The Department of Journalism and Media studies at the University of South Florida, St. Petersburg, also told 14 African journalists scheduled to be on their campus on a US State Department-sponsored journalism exchange program that they didn’t want them again over fears that they were vectors of Ebola. Of the 14 African journalists, three were from Liberia, Sierra Leone, and Nigeria. “After the university decided on Friday not to host the [journalists], the State Department asked over the weekend if the university would reverse its decision if the journalists from Liberia and Sierra Leone would opt out of the program,” the St. Petersburg Tribune reported. But the university still said no.

The 14 African journalists are among “100 of the rising top journalists from around the world” that the US State Department invited to participate in the Edward R. Murrow Program for Journalists.
Only journalists from Africa were unwelcome on the campus of the University of South Florida.

Other universities that disinvited African journalists over Ebola fears are the University of Georgia (which canceled an invitation it had extended to award-winning Liberian journalist Wade C.L. Williams) and Syracuse University (which disinvited Pulitzer-winning Washington Post photojournalist Michel du Cille because she’d traveled to Liberia for two weeks, even though she has had no symptom of Ebola weeks after returning from there). 

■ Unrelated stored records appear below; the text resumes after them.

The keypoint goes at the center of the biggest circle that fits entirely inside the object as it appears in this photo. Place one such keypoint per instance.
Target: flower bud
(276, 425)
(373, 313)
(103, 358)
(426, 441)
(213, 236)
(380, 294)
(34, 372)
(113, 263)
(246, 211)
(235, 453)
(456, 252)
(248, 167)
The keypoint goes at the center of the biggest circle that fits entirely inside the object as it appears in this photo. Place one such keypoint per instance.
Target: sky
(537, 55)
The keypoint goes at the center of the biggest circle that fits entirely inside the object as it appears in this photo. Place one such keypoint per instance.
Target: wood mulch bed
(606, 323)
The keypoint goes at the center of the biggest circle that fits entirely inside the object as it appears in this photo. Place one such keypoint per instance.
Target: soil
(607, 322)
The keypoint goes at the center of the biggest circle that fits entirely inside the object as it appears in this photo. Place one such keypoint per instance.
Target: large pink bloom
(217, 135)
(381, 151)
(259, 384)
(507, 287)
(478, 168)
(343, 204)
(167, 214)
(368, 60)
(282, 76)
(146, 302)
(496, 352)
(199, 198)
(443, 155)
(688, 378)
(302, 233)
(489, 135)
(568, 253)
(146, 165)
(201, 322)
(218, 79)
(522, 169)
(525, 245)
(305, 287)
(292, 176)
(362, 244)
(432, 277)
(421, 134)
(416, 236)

It’s interesting that it’s journalism departments in all three universities—which should know better— that succumbed to irrational fear and legitimized the stigmatization of Africans. Poynter Institute columnist Andrew Beaujon couldn’t be more right when he wrote: “Fearbola has no place at journalism schools. There’s simply too much well-reported information available to justify these jelly-spined responses. Administrators at Newhouse, Grady and USF are teaching their students a dismal lesson: If they fear criticism — or possibly lawsuits — they should back off, facts be damned.”

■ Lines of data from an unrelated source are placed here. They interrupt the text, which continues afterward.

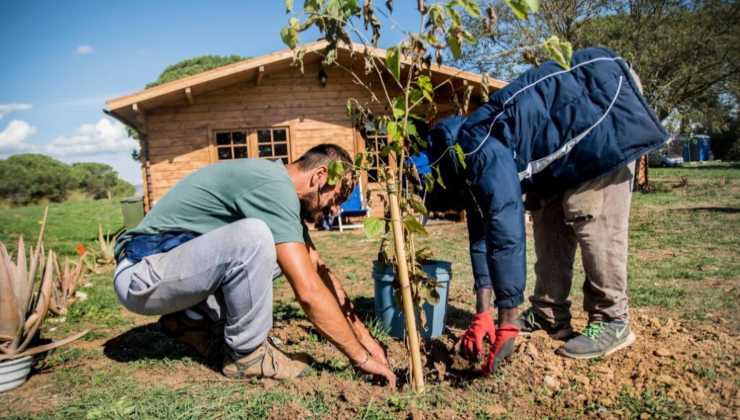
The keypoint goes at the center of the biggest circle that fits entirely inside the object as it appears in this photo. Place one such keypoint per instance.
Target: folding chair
(353, 207)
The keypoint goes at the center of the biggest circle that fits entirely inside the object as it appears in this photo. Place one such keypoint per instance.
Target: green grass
(68, 225)
(684, 261)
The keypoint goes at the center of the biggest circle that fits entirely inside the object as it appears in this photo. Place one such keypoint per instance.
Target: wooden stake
(417, 374)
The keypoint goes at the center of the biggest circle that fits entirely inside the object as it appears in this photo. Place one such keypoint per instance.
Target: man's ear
(319, 177)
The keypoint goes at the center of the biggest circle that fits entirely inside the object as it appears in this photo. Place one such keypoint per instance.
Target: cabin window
(268, 143)
(231, 145)
(273, 143)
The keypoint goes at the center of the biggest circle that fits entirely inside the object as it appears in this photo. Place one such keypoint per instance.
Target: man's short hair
(322, 155)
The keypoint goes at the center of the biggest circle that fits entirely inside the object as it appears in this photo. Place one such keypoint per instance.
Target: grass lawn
(684, 288)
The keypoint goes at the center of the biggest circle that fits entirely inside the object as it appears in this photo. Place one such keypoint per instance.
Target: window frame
(252, 144)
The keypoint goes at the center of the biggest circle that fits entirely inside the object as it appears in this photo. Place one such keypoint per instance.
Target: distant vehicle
(665, 161)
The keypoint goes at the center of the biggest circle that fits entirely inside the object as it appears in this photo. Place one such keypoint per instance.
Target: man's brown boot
(266, 361)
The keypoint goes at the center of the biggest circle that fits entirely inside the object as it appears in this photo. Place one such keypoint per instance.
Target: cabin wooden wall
(180, 136)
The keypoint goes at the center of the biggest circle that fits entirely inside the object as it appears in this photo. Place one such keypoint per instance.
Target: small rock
(495, 410)
(662, 352)
(551, 382)
(532, 350)
(582, 379)
(665, 379)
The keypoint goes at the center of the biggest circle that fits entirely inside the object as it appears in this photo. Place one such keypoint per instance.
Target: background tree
(100, 180)
(686, 53)
(194, 65)
(31, 178)
(185, 68)
(28, 178)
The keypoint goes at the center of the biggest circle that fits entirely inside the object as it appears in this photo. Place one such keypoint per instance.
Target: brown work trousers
(594, 216)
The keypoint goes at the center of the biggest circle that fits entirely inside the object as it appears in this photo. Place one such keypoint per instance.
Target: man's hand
(376, 367)
(470, 345)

There are countless other cases of children of African immigrants being arbitrarily isolated from schools or asked to stop coming to school simply because they are Africans who are thought to be carriers of Ebola. It’s getting so bad that African immigrants expect to be deported en masse from America, except that the American government appears to be more sympathetic to Africans than the general population.

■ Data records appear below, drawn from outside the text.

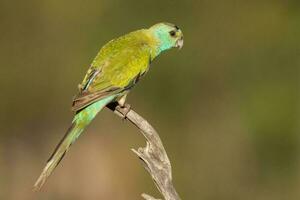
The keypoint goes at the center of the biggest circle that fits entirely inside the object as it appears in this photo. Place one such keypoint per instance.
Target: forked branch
(154, 156)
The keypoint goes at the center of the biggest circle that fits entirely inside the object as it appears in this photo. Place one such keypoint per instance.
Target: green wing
(116, 68)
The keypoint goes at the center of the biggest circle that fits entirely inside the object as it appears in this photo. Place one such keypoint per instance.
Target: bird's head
(168, 36)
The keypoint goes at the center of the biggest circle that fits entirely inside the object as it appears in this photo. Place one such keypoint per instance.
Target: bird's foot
(125, 108)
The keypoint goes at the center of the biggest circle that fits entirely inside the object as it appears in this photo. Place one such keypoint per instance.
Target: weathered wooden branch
(154, 156)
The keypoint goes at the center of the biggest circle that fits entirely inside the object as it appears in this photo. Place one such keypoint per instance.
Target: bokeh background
(226, 105)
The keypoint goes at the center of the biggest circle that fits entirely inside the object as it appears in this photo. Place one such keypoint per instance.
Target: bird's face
(168, 35)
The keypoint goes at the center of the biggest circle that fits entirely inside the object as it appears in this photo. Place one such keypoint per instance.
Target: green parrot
(116, 69)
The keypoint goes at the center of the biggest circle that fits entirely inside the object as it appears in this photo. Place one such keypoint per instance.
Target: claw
(125, 109)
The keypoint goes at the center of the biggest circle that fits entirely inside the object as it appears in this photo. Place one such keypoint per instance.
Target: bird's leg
(125, 107)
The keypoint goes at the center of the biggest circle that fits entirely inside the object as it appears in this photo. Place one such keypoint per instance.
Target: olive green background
(226, 105)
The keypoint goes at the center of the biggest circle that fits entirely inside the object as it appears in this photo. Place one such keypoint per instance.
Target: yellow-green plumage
(115, 70)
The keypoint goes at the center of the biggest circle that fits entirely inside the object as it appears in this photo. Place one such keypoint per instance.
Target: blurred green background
(226, 105)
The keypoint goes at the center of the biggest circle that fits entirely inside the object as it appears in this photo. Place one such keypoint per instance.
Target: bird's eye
(172, 33)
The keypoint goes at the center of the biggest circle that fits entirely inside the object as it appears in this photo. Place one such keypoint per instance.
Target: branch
(154, 156)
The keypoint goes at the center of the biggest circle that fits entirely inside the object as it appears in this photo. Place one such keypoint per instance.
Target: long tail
(80, 121)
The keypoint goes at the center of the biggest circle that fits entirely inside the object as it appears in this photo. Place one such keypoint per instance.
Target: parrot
(118, 66)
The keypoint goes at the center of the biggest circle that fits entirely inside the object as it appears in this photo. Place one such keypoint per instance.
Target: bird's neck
(156, 48)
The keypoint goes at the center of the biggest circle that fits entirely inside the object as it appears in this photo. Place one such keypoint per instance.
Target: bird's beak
(179, 43)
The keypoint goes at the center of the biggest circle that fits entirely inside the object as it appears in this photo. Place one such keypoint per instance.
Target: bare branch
(154, 156)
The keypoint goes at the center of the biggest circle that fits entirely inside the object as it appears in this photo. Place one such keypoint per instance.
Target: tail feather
(58, 154)
(81, 120)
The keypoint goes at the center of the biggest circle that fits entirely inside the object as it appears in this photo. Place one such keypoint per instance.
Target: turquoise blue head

Well, I know enough to know that in moments of panic rationality takes a backseat. Plus, Ebola is a strange, insidious disease that epidemiologists are only just now getting to understand. So it’s natural and wise to err on the side of caution. After all, even in West Africa, citizens of Liberia, Sierra Leone, and Guinea are discriminated against on account of the Ebola outbreaks in their countries. In fact, Ebola survivors are discriminated against in their own countries.

 But I frankly didn’t expect this level of Afrophobic hysteria in America, especially in institutions of higher learning—and in journalism departments no less. Universities are supposed to be oases of hope in a desert of gloom and doom. That’s why they are called Ivory Towers.

 But the American mass media are even more culpable than educational institutions in the demonization of Africans in the name of reporting on Ebola. In their reports, “Africa” is treated as one mass, undifferentiated place that is afflicted by Ebola. After being called out on their ignorance, the news media no longer talk of “Ebola in Africa”; they now talk of “Ebola in West Africa,” but this is equally inaccurate. 

The West African subcontinent is made up of at least 16 countries with a population of over 340 million people. Ebola is found in only three countries—Liberia, Sierra Leone, and Guinea—and has infected fewer than 5,000 people. That’s a fraction of West Africa. To tar all West Africans with the same Ebola brush is lazy.

One only hopes this knee-jerk Afrophic hysteria in America is a flash in the pan.